I just don’t see why if something is done well, it can’t be openly enjoyed. Once porn stops being some kind of dark secret people can finally put some real care and attention into it, and things can only get sweeter from there.

michaeleriksson - April 27, 2010

I think “Shame on you, Iceland!”: This is more than an issue of monetary hardship—it is an issue of human rights and freedoms. Notably, the kind of attitude and politics that is displayed by this law (at least based on what information is presented here) has the potential to do far more harm than good to society.

Looking specifically at some of the things you say (similar statements apply to most of them):

“start to turn the tide that declares women’s bodies are a commodity”: This is a phantasy that exist in the minds of gender-theorist and is not reflected by reality—and certainly not by how men think.

“If people start to think differently about it, it’ll be easier to eventually reach the nirvana that is true equality.”: Nirvana and “true equality” have nothing to do with each other, and even a use as metaphor is stretch to the point of being nonsensical. Notably, you seem to labour under the impression that there is currently a net non-equality to the disadvantage of women, while, on the balance, the opposite is true in an increasing number of western countries (including Sweden and, in my impression, Iceland). Your apparent belief that porn, strip clubs, and the like have anything to do with equality is another basic feminist error.

“It may take generations, but I’d like to believe that one day my grandsons and granddaughters will be appalled that pornography was once endemic, and no-one batted an eye”: Apart from there being many people who do far more than bat an eye (notably gender-feminists and religious conservatives), this statement implies that pornography is something bad. The opposite is the case: Studies show that pornography leads to less sex-related crimes, it can help re-kindle a couple’s diminishing sex drives, it de-mystifies and de-tabutizes (?) sex, it can help those who do not currently wish to have a partner get more enjoyment from sex, etc. Notably, it also helps men to become independent from women with regard to sex. (Incidentally, I suspect that the true reason why some groups of women oppose porn, prostitution, etc. is that these help break a “sex monopoly” that women to some degree used to have. Women offering sex relateds services are, in a manner of speaking, the non-union workers and strikebreakers of the world of sex—and are met with the same condemnation by the strict unionists.)

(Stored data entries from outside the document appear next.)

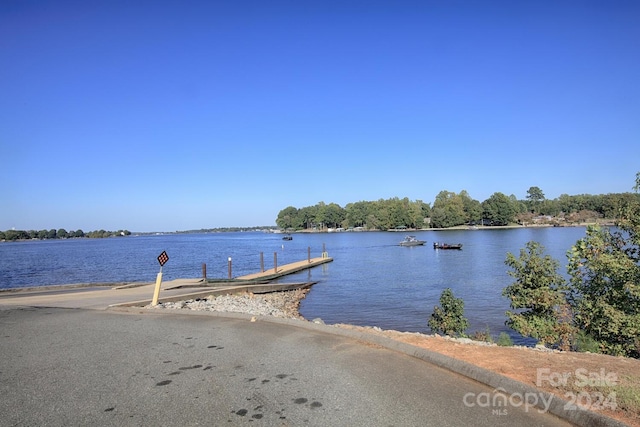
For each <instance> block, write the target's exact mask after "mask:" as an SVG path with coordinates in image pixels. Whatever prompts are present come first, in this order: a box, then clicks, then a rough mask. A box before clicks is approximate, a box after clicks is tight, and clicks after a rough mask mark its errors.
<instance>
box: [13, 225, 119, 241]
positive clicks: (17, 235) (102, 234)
mask: <svg viewBox="0 0 640 427" xmlns="http://www.w3.org/2000/svg"><path fill="white" fill-rule="evenodd" d="M129 235H131V232H130V231H129V230H118V231H106V230H95V231H89V232H88V233H85V232H84V231H82V230H71V231H67V230H65V229H64V228H60V229H58V230H56V229H55V228H52V229H51V230H39V231H36V230H6V231H0V241H3V240H5V241H15V240H33V239H36V240H46V239H73V238H82V237H87V238H91V239H101V238H105V237H120V236H129Z"/></svg>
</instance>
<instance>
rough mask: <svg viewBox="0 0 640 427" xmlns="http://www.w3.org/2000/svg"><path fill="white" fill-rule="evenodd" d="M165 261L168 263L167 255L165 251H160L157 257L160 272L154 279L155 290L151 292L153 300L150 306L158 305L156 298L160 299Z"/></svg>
mask: <svg viewBox="0 0 640 427" xmlns="http://www.w3.org/2000/svg"><path fill="white" fill-rule="evenodd" d="M167 261H169V255H167V251H162V253H161V254H160V255H158V262H159V263H160V272H159V273H158V277H156V288H155V290H154V291H153V300H152V301H151V305H158V298H159V297H160V285H161V284H162V266H163V265H164V264H165V263H166V262H167Z"/></svg>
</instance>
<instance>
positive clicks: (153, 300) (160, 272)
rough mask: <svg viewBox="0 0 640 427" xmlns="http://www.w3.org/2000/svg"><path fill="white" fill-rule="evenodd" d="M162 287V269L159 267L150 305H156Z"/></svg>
mask: <svg viewBox="0 0 640 427" xmlns="http://www.w3.org/2000/svg"><path fill="white" fill-rule="evenodd" d="M161 285H162V267H160V273H158V276H157V277H156V287H155V288H154V290H153V299H152V300H151V305H158V298H159V297H160V286H161Z"/></svg>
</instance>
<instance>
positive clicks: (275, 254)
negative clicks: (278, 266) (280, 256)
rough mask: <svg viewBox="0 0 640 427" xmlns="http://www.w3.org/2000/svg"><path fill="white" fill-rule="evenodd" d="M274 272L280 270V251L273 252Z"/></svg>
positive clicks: (276, 271)
mask: <svg viewBox="0 0 640 427" xmlns="http://www.w3.org/2000/svg"><path fill="white" fill-rule="evenodd" d="M273 272H274V273H277V272H278V252H274V253H273Z"/></svg>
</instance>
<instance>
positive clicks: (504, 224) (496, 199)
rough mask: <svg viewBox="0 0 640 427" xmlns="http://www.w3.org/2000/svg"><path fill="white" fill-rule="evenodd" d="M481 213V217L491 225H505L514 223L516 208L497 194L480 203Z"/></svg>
mask: <svg viewBox="0 0 640 427" xmlns="http://www.w3.org/2000/svg"><path fill="white" fill-rule="evenodd" d="M482 212H483V217H484V218H485V219H488V220H490V221H491V223H492V224H493V225H507V224H509V223H510V222H513V221H514V219H515V216H516V213H517V212H518V208H517V206H516V205H515V204H514V202H513V200H511V199H510V198H509V197H507V196H505V195H504V194H503V193H500V192H497V193H493V194H492V195H491V197H489V198H488V199H487V200H485V201H484V202H482Z"/></svg>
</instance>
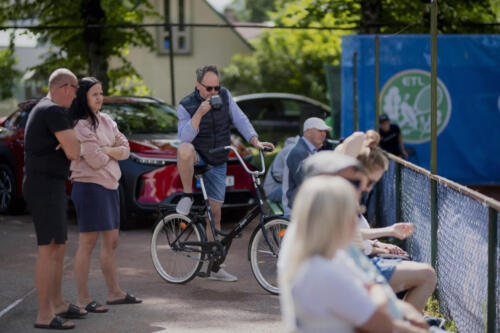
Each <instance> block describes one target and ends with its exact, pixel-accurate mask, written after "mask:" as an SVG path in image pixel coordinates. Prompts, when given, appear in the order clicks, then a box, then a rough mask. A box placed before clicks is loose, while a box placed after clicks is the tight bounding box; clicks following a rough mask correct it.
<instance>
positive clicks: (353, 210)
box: [284, 176, 358, 281]
mask: <svg viewBox="0 0 500 333" xmlns="http://www.w3.org/2000/svg"><path fill="white" fill-rule="evenodd" d="M357 208H358V203H357V201H356V195H355V192H354V188H353V186H352V185H351V184H350V183H349V182H348V181H346V180H345V179H343V178H342V177H338V176H315V177H311V178H309V179H307V180H306V181H304V183H303V184H302V185H301V186H300V188H299V191H298V192H297V195H296V197H295V200H294V202H293V211H292V223H294V224H295V230H294V231H295V232H294V234H293V236H292V237H293V241H292V242H293V248H292V249H291V253H290V256H289V258H290V262H288V265H287V267H286V271H285V274H284V278H285V280H287V281H292V280H293V278H294V274H295V272H296V271H297V269H298V268H299V266H300V265H301V264H302V262H304V261H305V260H307V259H308V258H310V257H311V256H313V255H321V256H324V257H327V256H328V255H329V252H330V251H331V249H332V246H333V244H335V243H338V242H339V241H345V242H343V243H344V244H346V243H349V241H350V239H346V238H349V237H350V232H351V230H352V229H351V228H352V224H351V223H353V221H354V220H355V218H356V214H357Z"/></svg>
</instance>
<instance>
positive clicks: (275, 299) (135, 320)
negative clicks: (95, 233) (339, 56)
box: [0, 215, 283, 333]
mask: <svg viewBox="0 0 500 333" xmlns="http://www.w3.org/2000/svg"><path fill="white" fill-rule="evenodd" d="M253 227H254V224H252V225H250V226H249V227H248V228H247V230H246V232H245V234H244V235H243V238H242V239H236V240H235V241H234V242H233V247H232V248H231V252H230V254H229V256H228V258H227V260H226V263H227V270H228V271H229V272H231V273H233V274H236V275H237V276H238V277H239V281H238V282H236V283H224V282H216V281H209V280H206V279H201V278H196V279H194V280H193V281H191V282H189V283H188V284H186V285H172V284H168V283H166V282H165V281H164V280H162V279H161V278H160V277H159V276H158V275H157V273H156V271H155V270H154V268H153V264H152V262H151V257H150V254H149V242H150V237H151V231H150V230H149V229H142V230H134V231H125V232H121V234H120V245H119V248H118V252H117V266H118V267H119V280H120V284H121V286H122V288H123V289H124V290H126V291H129V292H130V293H133V294H135V295H137V296H140V297H141V298H143V299H144V303H143V304H140V305H119V306H111V307H110V311H109V312H108V313H107V314H89V315H88V316H87V318H86V319H82V320H75V321H74V322H75V323H76V325H77V326H76V328H75V329H74V330H71V331H70V332H106V333H114V332H238V333H242V332H280V331H282V330H283V329H282V326H281V323H280V317H279V301H278V297H277V296H272V295H269V294H268V293H267V292H265V291H264V290H263V289H261V288H260V287H259V285H258V284H257V282H256V281H255V279H254V277H253V275H252V272H251V269H250V263H249V261H248V260H247V255H246V251H247V246H248V238H249V236H250V233H251V231H252V230H253ZM76 246H77V229H76V225H75V224H74V222H73V223H72V224H70V227H69V246H68V251H67V252H66V258H65V268H64V279H63V293H64V296H65V298H66V299H67V300H68V301H71V302H75V301H76V288H75V282H74V278H73V256H74V254H75V251H76ZM36 250H37V248H36V239H35V235H34V229H33V226H32V224H31V217H30V216H29V215H21V216H0V332H9V333H10V332H40V330H35V329H33V322H34V320H35V317H36V309H37V301H36V292H35V290H34V288H33V287H34V273H33V272H34V267H35V261H36ZM94 252H95V253H94V255H93V258H92V267H91V272H90V280H89V286H90V289H91V294H92V295H93V296H94V298H95V299H96V300H98V301H99V302H101V303H103V302H104V301H105V300H106V289H105V285H104V281H103V278H102V274H101V272H100V269H99V256H98V255H99V251H94Z"/></svg>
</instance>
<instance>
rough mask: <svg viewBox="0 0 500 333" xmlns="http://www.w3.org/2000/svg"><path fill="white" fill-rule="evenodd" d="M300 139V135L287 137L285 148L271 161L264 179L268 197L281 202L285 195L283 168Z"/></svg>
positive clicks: (265, 186) (274, 200)
mask: <svg viewBox="0 0 500 333" xmlns="http://www.w3.org/2000/svg"><path fill="white" fill-rule="evenodd" d="M298 140H299V137H298V136H296V137H290V138H287V139H286V141H285V145H284V147H283V149H281V150H280V152H279V153H278V154H276V156H275V157H274V160H273V163H271V166H270V167H269V170H268V171H267V174H266V178H265V180H264V193H266V197H267V199H269V200H271V201H274V202H279V203H281V197H282V196H283V187H282V184H283V168H284V167H285V162H286V158H287V157H288V153H290V151H291V150H292V148H293V147H294V146H295V144H296V143H297V141H298Z"/></svg>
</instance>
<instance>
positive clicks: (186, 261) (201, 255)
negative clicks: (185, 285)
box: [151, 214, 204, 283]
mask: <svg viewBox="0 0 500 333" xmlns="http://www.w3.org/2000/svg"><path fill="white" fill-rule="evenodd" d="M201 232H202V231H201ZM201 232H200V229H199V227H198V226H197V225H196V224H194V223H192V222H191V220H190V219H189V218H188V217H187V216H184V215H181V214H170V215H168V216H165V217H164V218H162V219H161V220H160V222H158V224H157V225H156V227H155V229H154V232H153V237H152V238H151V257H152V259H153V264H154V266H155V269H156V271H157V272H158V274H160V276H161V277H162V278H163V279H165V280H166V281H168V282H171V283H186V282H189V281H191V280H192V279H193V278H194V277H195V276H196V273H198V271H199V270H200V268H201V265H202V263H203V259H204V254H203V253H202V252H201V247H200V245H197V244H199V242H201V241H202V237H201Z"/></svg>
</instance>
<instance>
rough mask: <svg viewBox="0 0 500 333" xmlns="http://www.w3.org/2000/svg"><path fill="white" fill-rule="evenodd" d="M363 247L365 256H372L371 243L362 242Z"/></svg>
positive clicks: (372, 249)
mask: <svg viewBox="0 0 500 333" xmlns="http://www.w3.org/2000/svg"><path fill="white" fill-rule="evenodd" d="M363 245H364V249H363V252H364V253H365V254H366V255H367V256H369V255H370V254H372V251H373V245H372V243H371V242H370V241H364V242H363Z"/></svg>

Generally, your post is filled with “This-and-that is bad!” statements, but you fail to in anyway explain why they would be bad. I could equally well say “The Atlantic is bad! We must drain it!”: The next time around, give at least some basic actual arguments.

Dickie - April 27, 2010

“This is a phantasy that exist in the minds of gender-theorist and is not reflected by reality—and certainly not by how men think.”

When a court finds a man not guilty of raping a woman despite her not having given consent, I think there most definitely *is* a problem

When adverts like this are on TV, I’d suggest there is a problem.

When magazines like this are on sale in supermarkets, and not covered up in any way…


michaeleriksson - April 29, 2010

Having reviewed you three links:

1. Shows a man not being found guilty for the very simple reason that no sufficient proof of guilt were presented. He claims the act was consensual and per the most fundamental principle of the justice system, without which justice would be a travesty, it was up to the alleged victim (respectively the prosecution) to prove his guilt. This guilt was not proven. This is not a problem; this how it should and must be in a civilized nation.

2. Does not play in my browser.

3. The image is perfectly harmless. Even the cover of many “romance novels” (aka “porn for women”) are far more explicit.

The above aside: Three cherry-picked examples of no true relevance do not justify the claim that women’s bodies would commodities—that is nothing but cheap rhetoric.